Bioinformatics, Computational and Systems Biology - Poster Session D
Poster M2 - Solving the “Blind men and the elephant problem”: Additive statistical learning of complex high dimensional models from partial faceted datasets
Introduction: Biological systems are complex networks with thousands of interacting molecular components. Biological function and disfunction are often emergent properties of these complex networks. It can be challenging to quantify the contributions of all variables to the biological function simultaneously, making it difficult to obtain a full understanding of the system. More often, a subset of variables is measured and quantified, obtaining a projection (or facet) of the relationship between the biological output and the underlying variable. It is desirable to reconstruct the full relationship between the biological output and all the underlying variables from many sets of faceted data. In this paper, we first describe the general idea of faceted learning based on multiple data subsets of the same problem. We then illustrate the method using machine learning models based on polynomial regression and neural network, respectively. Two concrete examples are discussed: A spring network system under random force and a small biological network including the cellular senescence marker P53. Full system is successfully reconstructed from faceted data in both data sets. We further discuss the additive property of the model, where the model accuracy increases with increasing number of simultaneously measured variables (dimension of subsets). Our model provides a novel approach utilizing conditional distribution to integrate different pieces of information to reconstruct complex high dimensional system (e.g. cell mobility control, gene regulatory network).
Materials and
Methods: In this paper, we use machine learning models based on conditional probability distribution to reconstruct full system from faceted partial data sets. We use conditional expectation and conditional variance to approximate the probability distribution function and minimize the loss function between predicted distribution and true distribution. The underlying distribution of input variables is approximated by Gaussian models or Gaussian mixture models. Both polynomial regression and neural network models are examined. For polynomial regression model, the function is expanded to the second order. For both models, simulated annealing method is used for parameter optimization.
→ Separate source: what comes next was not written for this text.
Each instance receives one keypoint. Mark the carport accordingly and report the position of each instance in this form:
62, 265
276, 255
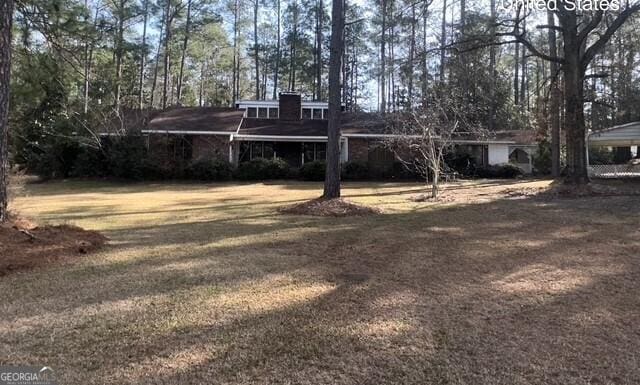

Results, Conclusions, and Discussions: In this paper, we develop an additive machine learning model to reconstruct full system from faceted partial datasets. The general idea is reconstructing the full probability distribution function from partial datasets. We illustrate the method using machine learning models based on polynomial regression and neural network, respectively. Two concrete examples are discussed: A spring network system under random force and a small biological network including the cellular senescence marker P53. Full system is successfully reconstructed from faceted data in both data sets. Interestingly, we find that the intrinsic P53 regulation mechanism is the same for cells in different conditions and the only difference between different conditions is the distribution. Our method well separates the intrinsic governing law and the natural distribution of the input variables. The polynomial regression model also allows us to explore the synergistic/antagonistic effects in a biological network. We further discuss the additive property of the model, where the model accuracy increases with increasing number of simultaneously measured variables (dimension of subsets). This work provides a novel approach for prediction of biological function such as cell motility and gene regulatory network structure from fragmented data pieces.